Впервые панна Барбара увидела на лице отца Симеона недоумение.

– Я бы похвалил вас за прилежность, если бы хоть на мизинец был уверен, что ваш ранний визит вызван желанием учиться, – сказал он ей и услышал в ответ:

– Я хотела бы поговорить с вами наедине, отец. Можно? Когда они остались с глазу на глаз, панна Барбара откинула капюшон закрывавшей ее с головы до пят коричневой мантильи и сказала:

– Ваше преподобие, прежде всего хочу заручиться вашим обещанием, что вы не осудите и не выдадите меня.

– Если ты явилась на исповедь, дочь моя, – ответил приор, – то я даю тебе такое обещание.

– Нет, не на исповедь, у меня к вам просьба.

– Чего ты хочешь?

– Хочу навестить раненого, которого вы прячете. И просить вас, чтобы о свидании этом не узнал мой папенька.

– Бог мой, кто тебе сказал?..

– Этого несчастного наши гайдуки побили по указанию папеньки.

– Какое жестокосердие! Мы подобрали его едва живым! – воскликнул приор. Он прошелся по келье. Негодование сделало его движения порывистыми. – Что натворил этот грешник?

– Ничего предосудительного. Просто изредка встречал меня у ворот школы. И иногда приходил к воротам нашей усадьбы, надеясь хотя бы издали увидеть меня.

– Отчего же тогда на него прогневался ваш отец? Насколько я знаю, этот несчастный – образованный человек, секретарь посла! Как можно было обойтись с ним так жестоко?

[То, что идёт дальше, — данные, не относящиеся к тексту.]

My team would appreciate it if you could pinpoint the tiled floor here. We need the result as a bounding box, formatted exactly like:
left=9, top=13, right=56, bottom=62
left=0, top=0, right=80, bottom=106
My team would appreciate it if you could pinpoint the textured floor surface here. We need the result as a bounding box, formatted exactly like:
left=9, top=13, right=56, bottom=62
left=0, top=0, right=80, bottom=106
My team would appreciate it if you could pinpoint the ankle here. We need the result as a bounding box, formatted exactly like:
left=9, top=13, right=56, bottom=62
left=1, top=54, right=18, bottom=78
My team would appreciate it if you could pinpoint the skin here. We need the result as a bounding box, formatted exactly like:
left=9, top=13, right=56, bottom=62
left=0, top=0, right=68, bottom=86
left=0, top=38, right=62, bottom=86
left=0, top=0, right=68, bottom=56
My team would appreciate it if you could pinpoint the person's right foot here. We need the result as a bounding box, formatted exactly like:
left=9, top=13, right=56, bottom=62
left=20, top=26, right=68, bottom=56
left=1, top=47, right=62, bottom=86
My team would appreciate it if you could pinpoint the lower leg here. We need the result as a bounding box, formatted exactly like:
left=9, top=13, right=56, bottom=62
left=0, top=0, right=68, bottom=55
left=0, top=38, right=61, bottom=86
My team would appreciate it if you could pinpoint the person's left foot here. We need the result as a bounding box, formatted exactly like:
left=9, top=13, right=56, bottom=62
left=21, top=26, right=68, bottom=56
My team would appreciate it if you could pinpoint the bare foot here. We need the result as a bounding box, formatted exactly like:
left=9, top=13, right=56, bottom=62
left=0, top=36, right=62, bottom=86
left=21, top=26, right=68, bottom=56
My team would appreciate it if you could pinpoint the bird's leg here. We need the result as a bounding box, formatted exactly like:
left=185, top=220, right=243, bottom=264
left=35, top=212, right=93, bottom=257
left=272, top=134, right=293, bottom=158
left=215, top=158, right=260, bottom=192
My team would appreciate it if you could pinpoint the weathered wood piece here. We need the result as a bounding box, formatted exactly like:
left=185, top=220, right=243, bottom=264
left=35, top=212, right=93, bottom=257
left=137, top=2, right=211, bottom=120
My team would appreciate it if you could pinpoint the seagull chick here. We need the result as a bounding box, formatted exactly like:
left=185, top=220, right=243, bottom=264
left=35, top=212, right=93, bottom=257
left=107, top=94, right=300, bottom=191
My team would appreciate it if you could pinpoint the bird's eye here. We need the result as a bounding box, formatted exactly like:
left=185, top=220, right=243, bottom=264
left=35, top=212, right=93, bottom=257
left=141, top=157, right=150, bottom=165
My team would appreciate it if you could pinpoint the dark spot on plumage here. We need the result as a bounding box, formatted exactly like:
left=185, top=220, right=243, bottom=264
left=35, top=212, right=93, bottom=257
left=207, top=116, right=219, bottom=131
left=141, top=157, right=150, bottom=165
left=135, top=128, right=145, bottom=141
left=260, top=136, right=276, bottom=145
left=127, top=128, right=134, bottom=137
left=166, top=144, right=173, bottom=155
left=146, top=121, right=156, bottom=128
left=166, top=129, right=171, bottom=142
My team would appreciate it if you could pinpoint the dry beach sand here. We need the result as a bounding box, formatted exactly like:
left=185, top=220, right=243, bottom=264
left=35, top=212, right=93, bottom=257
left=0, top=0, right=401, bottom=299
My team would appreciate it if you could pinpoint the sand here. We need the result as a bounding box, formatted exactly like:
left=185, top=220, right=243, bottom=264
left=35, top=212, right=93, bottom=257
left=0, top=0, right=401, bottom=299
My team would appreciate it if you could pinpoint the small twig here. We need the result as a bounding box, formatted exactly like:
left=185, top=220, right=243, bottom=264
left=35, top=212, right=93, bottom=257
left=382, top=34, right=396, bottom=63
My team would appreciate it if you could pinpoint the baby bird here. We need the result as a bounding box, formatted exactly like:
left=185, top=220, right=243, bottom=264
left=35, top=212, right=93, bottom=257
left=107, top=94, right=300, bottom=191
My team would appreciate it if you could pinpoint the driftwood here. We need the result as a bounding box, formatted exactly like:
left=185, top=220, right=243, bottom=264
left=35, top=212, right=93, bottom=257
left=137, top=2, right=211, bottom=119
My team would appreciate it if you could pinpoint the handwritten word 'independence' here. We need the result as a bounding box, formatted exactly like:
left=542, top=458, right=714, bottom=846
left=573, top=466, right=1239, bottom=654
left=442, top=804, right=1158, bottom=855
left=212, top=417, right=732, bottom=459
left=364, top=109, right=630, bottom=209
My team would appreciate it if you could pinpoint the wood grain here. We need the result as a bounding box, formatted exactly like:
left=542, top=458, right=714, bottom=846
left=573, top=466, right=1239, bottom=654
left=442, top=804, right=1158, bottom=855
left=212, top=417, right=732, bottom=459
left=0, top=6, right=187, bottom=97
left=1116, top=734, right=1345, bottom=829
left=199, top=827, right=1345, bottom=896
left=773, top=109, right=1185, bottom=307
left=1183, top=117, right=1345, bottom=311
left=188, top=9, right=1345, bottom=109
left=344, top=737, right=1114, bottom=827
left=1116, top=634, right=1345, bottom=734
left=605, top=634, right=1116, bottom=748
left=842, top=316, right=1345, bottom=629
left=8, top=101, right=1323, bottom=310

– У него один «грех» – он беден. Именно это и вызвало желание папеньки отвадить его от нашего дома.

– «Малое у праведника – лучше богатства у многих нечестивых», – грустно процитировал монах.

– Да, ваше преподобие, он праведник. По крайней мере, он лучший из моих поклонников. Но, увы, у моего папеньки свое представление о праведности. Я пришла, чтобы попросить у пана Таннера прощения за жестокость моего родителя. Надеюсь, что мой визит уменьшит его страдания и поспособствует скорейшему заживлению его ран.

Монах с нескрываемым восхищением воззрился на гостью. В глазах его вдруг блеснули слезы.

– Я знал, дочь моя, – тихо промолвил он, – что у тебя доброе сердце. Признаюсь в этом, даже не боясь вселить в тебя гордыню.

– Спасибо, ваше преподобие.

– Ну что ж, я разрешу тебе свидание с ним. Единственное условие: без четверти девять ты будешь в классе. Я пошлю за тобой прислужника.

Крутой деревянной лестницей приор проводил гостью до коридора нижнего этажа и оттуда ввел в одну из келий. Маленькое, наподобие амбразуры, окошко кельи смотрело в небольшой замкнутый дворик. В келье густо пахло благовониями. На узкой кушетке, накрытый толстым грубым одеялом, лежал без движения человек с бледным лицом. Его лоб был перевязан. Сначала гостья подумала, что перед ней покойник, – поза и вид лежащего испугали ее. В страхе она прижалась к монаху.